Kurtuluş Savaşı’nda Sakarya çok önemli bir şehir. Bizim yaşıtlarımız da bilmiyordur, bizden sonrakiler de bilmez, Kaynarca tarafında yaşamış bir Molla Halit vardır. Etkili bir isim… Ali Fuat Cebesoy’lar… Bunları bir müze şeklinde, Sakarya merkezde olmak kaydıyla, ‘Kurtuluş Savaşı’nda Sakarya’nın rolü neydi, buradaki halk ne yaptı’ temalı kültürel bir çalışma yapılabilir. Dediğiniz şekilde de yetişen nesiller tarih bilinciyle yetişir.

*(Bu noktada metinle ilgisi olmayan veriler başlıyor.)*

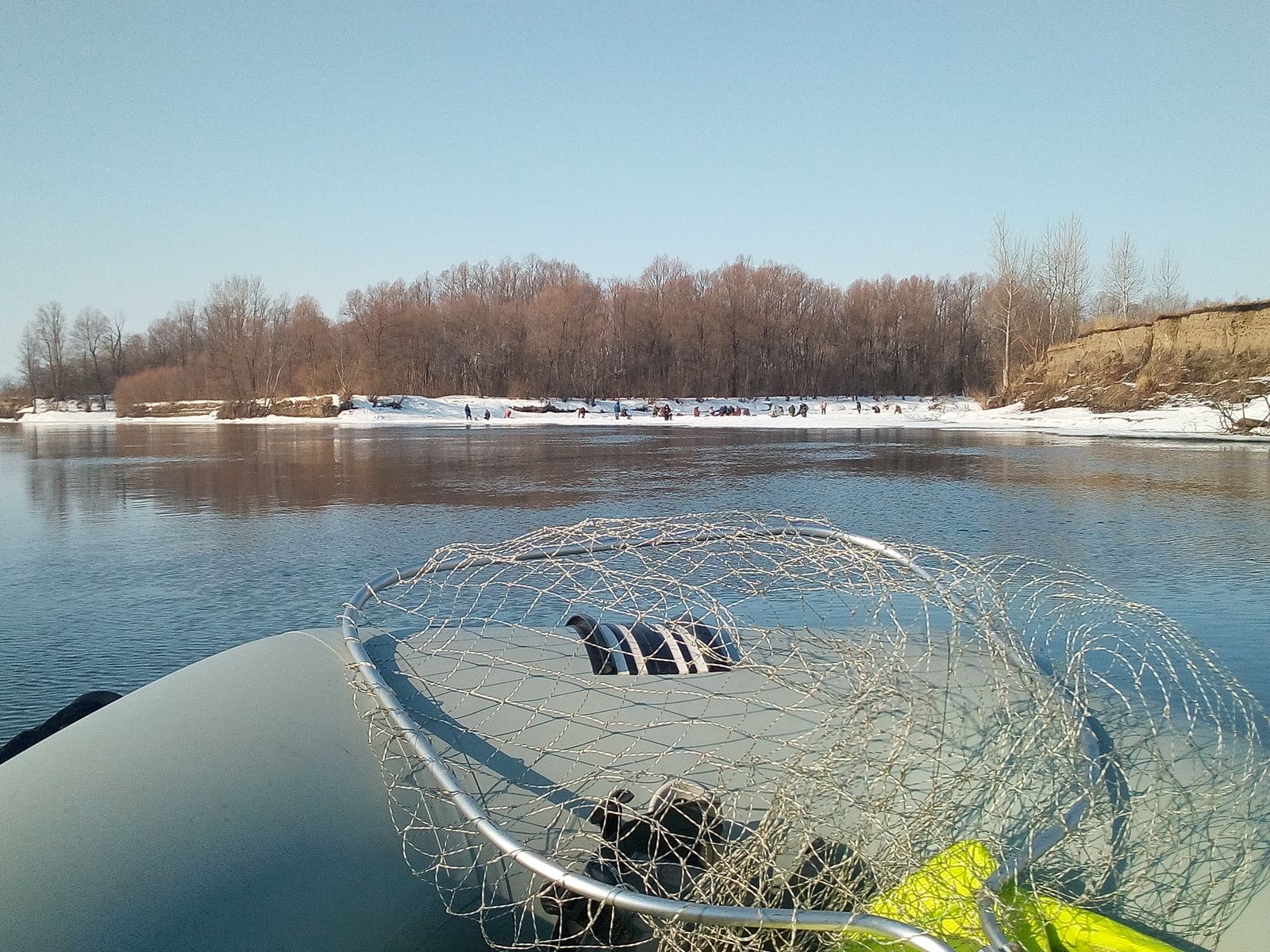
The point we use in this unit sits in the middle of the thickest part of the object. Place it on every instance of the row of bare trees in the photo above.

Siz projeleri seven bir insansınız. Sosyal projelerin arkasında sizler varsınız. Takip ve takdir ediyoruz. Bu konuda da bir çalışma yapılabilir mi?

Çiğdem Erdoğan Atabek

Elbette el birliğiyle fikir alışverişi yaparız. Bu konuda hassasiyeti olan insanlarla birlikte, bilgisi, tecrübesi olan insanlarla… Bu anlamda bazı kişiler var ki Sakarya’da, adeta ‘yaşayan tarih’… Onları da toplayarak bir fikir alışverişiyle yapabiliriz, neden olmasın?

Hasan Kurtiç

İzmit’te SEKA gitti. Onun olduğu yerde 3-4 tane ilkokul çocuklarını akın akın gezdirdikleri müzeler var. Uzayın oluşumu, deniz dalgaları, rüzgar vesaire her şeyle alakalı bilgiler var ve öğretmenler öğrencilerini sürekli gezdiriyorlar. Sonra kağıt fabrikasında kağıdın nasıl yapıldığını gösteren, orijinal makinelerle yapılmış ayrı bir müzesi var.

Çiğdem Erdoğan Atabek

Bu en iyi öğretim şeklidir…

Hasan Kurtiç

Çok güzel bir yöntem ve müthiş bir park… Adapazarı’nın büyük bir bölümü kadar bir park var orada. SEKA’nın deniz kenarındaki bütün arazileri park oldu ki İzmit, park yönünden çok zengindir.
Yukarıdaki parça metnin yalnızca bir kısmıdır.